Die Kinder- und Jugendarztpraxis in der Vorstadt 16 „ergänze das medizinische Angebot sinnvoll“, ist sich Wagner sicher. Weitere Umstrukturierungen will der ärztliche Leiter für die Zukunft nicht ausschließen: „Wir schauen ständig, ob wir unsere Standorte optimieren können. Aber alles was wir machen wird am Ende den Patienten zugute kommen.“ Langfristig ist eine Konzentration der verschiedenen Praxen an einem gemeinsamen Standort vorgesehen.
Modernisierung der Praxen steht bei den Investitionen im Fokus:
„Wir wollen das GZO ständig weiterentwickeln und neue Investitionen angehen“, erklärt Neunburgs Geschäftsleiter Georg Keil. Ein besonderes Augenmerk liege heuer auf der Modernisierung und technischen Verbesserung der Praxen. „Es werden Softwareinvestitionen nötig sein, um alle auf den neuesten Stand der Technik zu bringen“, sagte Keil. Auch die Büroausstattung und die medizinische Ausrüstung würden laut ihm von den eingeplanten Geldern profitieren.

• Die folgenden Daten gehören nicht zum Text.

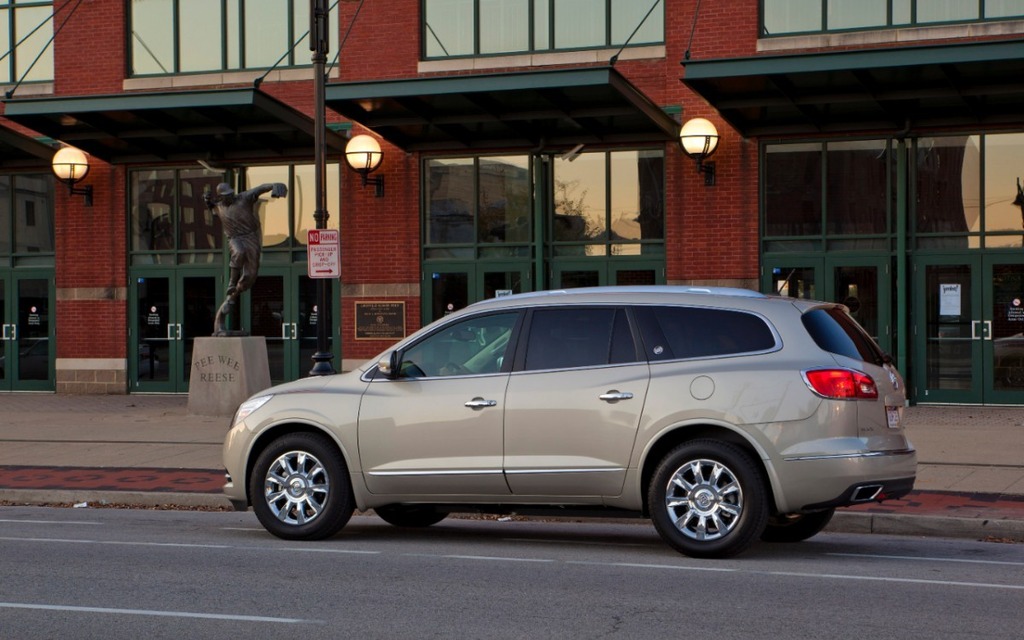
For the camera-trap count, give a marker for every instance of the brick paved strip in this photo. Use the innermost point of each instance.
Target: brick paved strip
(113, 479)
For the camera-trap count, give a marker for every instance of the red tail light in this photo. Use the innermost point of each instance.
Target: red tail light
(841, 384)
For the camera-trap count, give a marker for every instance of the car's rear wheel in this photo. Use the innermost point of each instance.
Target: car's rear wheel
(300, 487)
(410, 515)
(708, 500)
(796, 527)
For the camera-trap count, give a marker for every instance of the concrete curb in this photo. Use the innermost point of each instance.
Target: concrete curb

Auch in Zukunft weitere Übernahmen geplant:
Aufgrund der schwierigen Lage des deutschen Gesundheitssystems sei für das GZO vor allem die finanzielle Stabilisierung und weitere Optimierung der medizinsicher Abläufe in Neunburg vorgesehen, so Wagner. „Durch die Einstellung neuer Ärzte und die Umstrukturierungen in den vergangenen Monaten sind wir auf einem guten Weg“, resümierte er. Auch in Zukunft seien laut dem GZO-Leiter weitere „sinnvolle“ Erweiterungen und Übernahmen geplant. Seinen Vertrag wolle Wagner um zwei Jahre verlängern, „um noch ein bisschen mitzuhelfen, die Herausforderungen im Gesundheitssystem zu bewältigen“.